Apart from undermining the high court’s commitment to strict textual interpretations, its reliance on information other than the 15-week law itself to justify upholding the 1864 near-total ban threatens to throw into question the logic that other judges have long relied on. In other cases, Bendor asked, if two laws conflict with each other, should the judges then be responsible for considering more than the laws before them? 

“The Opinion would seem to encourage courts to engage in far-reaching inquiries to divine legislative intent with much more frequency. Such an ‘open-ended expression of legislative interpretation invites judicial mischief,’” Bendor warned, citing another state Supreme Court ruling.

Instead, Bendor wrote, the justices should have chosen to harmonize the two laws and conclude that the newer law should supersede the former — as the court has done in previous cases involving conflicting laws from different eras. 
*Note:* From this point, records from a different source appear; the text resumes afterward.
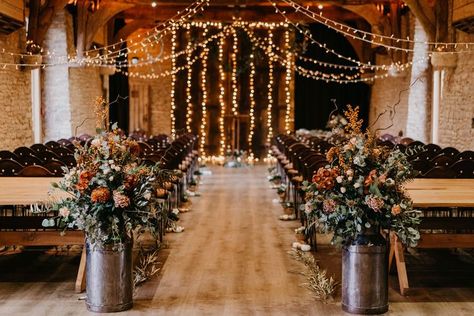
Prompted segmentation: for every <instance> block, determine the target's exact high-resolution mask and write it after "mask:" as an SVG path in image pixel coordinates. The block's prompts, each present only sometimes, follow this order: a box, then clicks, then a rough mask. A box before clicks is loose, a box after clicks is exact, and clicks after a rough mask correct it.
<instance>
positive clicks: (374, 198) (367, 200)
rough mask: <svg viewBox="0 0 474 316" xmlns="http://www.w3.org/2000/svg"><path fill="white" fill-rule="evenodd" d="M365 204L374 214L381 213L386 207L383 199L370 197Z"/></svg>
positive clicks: (374, 197)
mask: <svg viewBox="0 0 474 316" xmlns="http://www.w3.org/2000/svg"><path fill="white" fill-rule="evenodd" d="M365 203H366V204H367V206H368V207H370V208H371V209H372V210H374V212H380V209H381V208H382V207H383V206H384V201H383V199H381V198H378V197H375V196H373V195H370V196H368V197H366V198H365Z"/></svg>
What’s in the bill isn’t the law at issue

The high court’s majority opinion heavily relied on a legislative intent clause, called the construction provision, added to the underlying bill of the 15-week gestational ban before it became law. That language was included in the legislation that created the 15-week law, but it is not part of state statute.

Because that clause explicitly stated the gestational ban doesn’t repeal the 1864 law, Lopez and the majority argued that the older law should rule. 

But, Bendor pointed out, construction provisions are not law, and courts have repeatedly held that they shouldn’t have a greater interpretative weight than the text of the law itself — though they can be helpful as supportive evidence to determine a law’s intent. And if a law’s construction provision appears to conflict with the law itself, then the construction provision should be thrown out. 

Bendor argued that the justices incorrectly gave the 15-week law’s statement of intent more weight than the law itself. Instead of taking the 15-week ban at face value and concluding that it does permit elective abortions up to 15 weeks, the high court concluded that the construction provision stating that it doesn’t overturn the 1864 law means that nearly all abortions should be outlawed. 

“The Opinion deemed the non-substantive ‘construction’ statement about what (the underlying bill) purportedly ‘does not’ do to be more important than the admittedly ‘plain terms’ of the codified law,” Bendor wrote. 

Implications for other abortion law, federal court decisions

The court also bolstered its majority opinion by referencing a fetal personhood law passed by the state legislature in 2021 as proof that lawmakers never intended to establish any legal permission for abortions. That law, which states that all of Arizona’s laws and policies should be interpreted as ascribing every right and protection to an “unborn child at every stage of development,” was blocked by a federal judge shortly after it was passed in 2021, while the protections of Roe v. Wade still existed. The judge in the case ruled that it was unconstitutionally vague and violated the due process rights in the U.S. Constitution. While it is still on the books today, it remains blocked. 

Bendor criticized the Arizona Supreme Court justices for using a law that has been deemed too vague to enforce to support their argument. 

“An unclear statute cannot clarify the meaning of other statutes,” Bendor wrote. 

And, by using the fetal personhood law to reinstate the 1864 near-total ban, the high court inappropriately undermines the federal court’s ruling. The judge in that case, by authorizing an injunction against the law, expressly prohibited that it be used to criminalize abortion providers. Using it to uphold the 1864 ban, which includes criminal penalties for doctors, violates that ruling and narrows the reach of the injunction — both of which are actions that the Arizona Supreme Court is not authorized to take. 

“Nothing in Arizona law allows this Court to use unconstitutionally unclear text to guide judicial interpretation of other statutes, nor to position itself as a court of higher review regarding federal decisions,” Bendor wrote.